3

Here I tried to self-explain the CUDA launch parameters model (or execution configuration model) using some pseudo codes, but I don't know if there were some big mistakes, So hope someone help to review it, and give me some advice. Thanks advanced.

Here it is:

/*
  normally, we write kernel function like this.
  note, __global__ means this function will be called from host codes,
  and executed on device. and a __global__ function could only return void.
  if there's any parameter passed into __global__ function, it should be stored
  in shared memory on device. so, kernel function is so different from the *normal*
  C/C++ functions. if I was the CUDA authore, I should make the kernel function more
  different  from a normal C function.
*/

__global__ void
kernel(float *arr_on_device, int n) {
        int idx = blockIdx.x * blockDIm.x + threadIdx.x;
        if (idx < n) {
                arr_on_device[idx] = arr_on_device[idx] * arr_on_device[idx];
        }
}

/*
  after this definition, we could call this kernel function in our normal C/C++ codes !!
  do you feel something wired ? un-consistant ?
  normally, when I write C codes, I will think a lot about the execution process down to
  the metal in my mind, and this one...it's like some fragile codes. break the sequential
  thinking process in my mind.
  in order to make things normal, I found a way to explain: I expand the *__global__ * function
  to some pseudo codes:
*/

#define __foreach(var, start, end) for (var = start, var < end; ++var)

__device__ int
__indexing() {
        const int blockId = blockIdx.x * gridDim.x + gridDim.x * gridDim.y * blockIdx.z;

        return 
                blockId * (blockDim.x * blockDim.y * blockDim.z) +
                threadIdx.z * (blockDim.x * blockDim.y) +
                threadIdx.x;
}

global_config =:
        {
                /*
                  global configuration.
                  note the default values are all 1, so in the kernel codes,
                  we could just ignore those dimensions.
                 */ 
                gridDim.x = gridDim.y = gridDim.z = 1;
                blockDim.x = blockDim.y = blockDim.z = 1;
        };

kernel =:
        {
                /*
                  I thought CUDA did some bad evil-detail-covering things here.
                  it's said that CUDA C is an extension of C, but in my mind,
                  CUDA C is more like C++, and the *<<<>>>* part is too tricky.
                  for example:
                  kernel<<<10, 32>>>(); means kernel will execute in 10 blocks each have 32 threads.

                  dim3 dimG(10, 1, 1);
                  dim3 dimB(32, 1, 1);
                  kernel<<<dimG, dimB>>>(); this is exactly the same thing with above.

                  it's not C style, and C++ style ? at first, I thought this could be done by
                  C++'s constructor stuff, but I checked structure *dim3*, there's no proper
                  constructor for this. this just brroke the semantics of both C and C++. I thought
                  force user to use *kernel<<<dim3, dim3>>>* would be better.
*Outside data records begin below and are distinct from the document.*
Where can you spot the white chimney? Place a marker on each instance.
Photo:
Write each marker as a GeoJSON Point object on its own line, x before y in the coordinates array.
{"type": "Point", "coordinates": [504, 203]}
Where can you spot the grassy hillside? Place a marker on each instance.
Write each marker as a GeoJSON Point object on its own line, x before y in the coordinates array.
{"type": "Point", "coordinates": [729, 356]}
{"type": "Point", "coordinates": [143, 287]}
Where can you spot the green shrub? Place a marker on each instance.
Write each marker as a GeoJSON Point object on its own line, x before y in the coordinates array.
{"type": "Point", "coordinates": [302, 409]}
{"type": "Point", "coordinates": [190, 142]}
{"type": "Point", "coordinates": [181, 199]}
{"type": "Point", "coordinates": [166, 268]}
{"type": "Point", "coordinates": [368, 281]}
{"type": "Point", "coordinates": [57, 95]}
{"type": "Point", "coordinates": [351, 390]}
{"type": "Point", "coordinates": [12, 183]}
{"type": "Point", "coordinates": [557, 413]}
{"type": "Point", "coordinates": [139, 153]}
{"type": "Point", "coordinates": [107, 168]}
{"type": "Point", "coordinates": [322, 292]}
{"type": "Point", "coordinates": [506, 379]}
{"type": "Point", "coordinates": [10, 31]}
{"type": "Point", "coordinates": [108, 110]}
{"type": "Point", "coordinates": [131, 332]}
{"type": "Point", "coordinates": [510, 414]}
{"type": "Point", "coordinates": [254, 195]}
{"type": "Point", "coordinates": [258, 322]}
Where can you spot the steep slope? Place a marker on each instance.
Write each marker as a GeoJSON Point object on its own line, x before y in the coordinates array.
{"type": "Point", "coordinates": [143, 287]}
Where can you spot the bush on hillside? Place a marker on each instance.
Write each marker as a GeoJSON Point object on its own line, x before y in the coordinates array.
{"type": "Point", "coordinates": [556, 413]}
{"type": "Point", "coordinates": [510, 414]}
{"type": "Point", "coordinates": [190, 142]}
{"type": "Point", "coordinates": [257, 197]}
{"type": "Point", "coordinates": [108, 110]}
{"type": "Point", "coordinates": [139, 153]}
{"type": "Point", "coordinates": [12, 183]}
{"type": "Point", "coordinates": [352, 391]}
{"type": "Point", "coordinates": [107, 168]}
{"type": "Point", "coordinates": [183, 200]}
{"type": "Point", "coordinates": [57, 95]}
So I'd like to keep
                  this rule in my future codes.
                */

                gridDim  = dimG;
                blockDim = dimB;

                __foreach(blockIdx.z,  0, gridDim.z)
                __foreach(blockIdx.y,  0, gridDim.y)
                __foreach(blockIdx.x,  0, gridDim.x)
                __foreach(threadIdx.z, 0, blockDim.z)
                __foreach(threadIdx.y, 0, blockDim.y)
                __foreach(threadIdx.x, 0, blockDim.x)
                {
                        const int idx = __indexing();        
                        if (idx < n) {
                                arr_on_device[idx] = arr_on_device[idx] * arr_on_device[idx];
                        }
                }
        };

/*
  so, for me, gridDim & blockDim is like some boundaries.
  e.g. gridDim.x is the upper bound of blockIdx.x, this is not that obvious for people like me.
 */

/* the declaration of dim3 from vector_types.h of CUDA/include */
struct __device_builtin__ dim3
{
        unsigned int x, y, z;
#if defined(__cplusplus)
        __host__ __device__ dim3(unsigned int vx = 1, unsigned int vy = 1, unsigned int vz = 1) : x(vx), y(vy), z(vz) {}
        __host__ __device__ dim3(uint3 v) : x(v.x), y(v.y), z(v.z) {}
        __host__ __device__ operator uint3(void) { uint3 t; t.x = x; t.y = y; t.z = z; return t; }
#endif /* __cplusplus */
};

typedef __device_builtin__ struct dim3 dim3;
blackball
  • 718
  • 1
  • 6
  • 19
  • 1
    There are many classes available, including introductory ones that you can watch any time and only take 1 hour, [here](https://developer.nvidia.com/gpu-computing-webinars). Try the `GPU Computing using CUDA C` series. – Robert Crovella Oct 08 '13 at 06:35
  • have you read what I explained below ? – blackball Oct 08 '13 at 08:42
  • You seem to be quite confused on grids and blocks let alone the underlying architecture which is pretty damn important. I signed up for the free online CUDA course at udacity and got to effective (if not really advanced) coding in a week. Check it out because GPU programming seems to require solid foundations. – Boyko Perfanov Oct 08 '13 at 17:28
  • @Boyko I've checked the course you suggested, especially the part explaining kernel launch configuration https://www.udacity.com/course/viewer#!/c-cs344/l-55120467/m-67074291 (begins in this clip and following 3 clips), the teacher still not make it clear how the GPU dispatches tasks to threads. Look at that kernel function, how does the compiler expand the codes ? So many people just were told to remember the rule, but how the rule was implemented in codes ? So now, I'm reading the driver API and OpenCL documents, just want to find out what happened under the hood. – blackball Oct 09 '13 at 07:40
  • Higher level languages are made so you DON'T have to worry about how code makes it into machine instructions on the CPU. And every new generation CPU brings something new, even though the instruction set is the same, what is ACTUALLY going on is not necessarily the same on different architectures. – Boyko Perfanov Oct 09 '13 at 14:39

3 Answers3

12

CUDA DRIVER API

The CUDA Driver API v4.0 and above uses the following functions to control a kernel launch:

cuFuncSetCacheConfig
cuFuncSetSharedMemConfig
cuLaunchKernel

The following CUDA Driver API functions were used prior to the introduction of cuLaunchKernel in v4.0.

cuFuncSetBlockShape()
cuFuncSetSharedSize()
cuParamSet{Size,i,fv}()
cuLaunch
cuLaunchGrid

Additional information on these functions can be found in cuda.h.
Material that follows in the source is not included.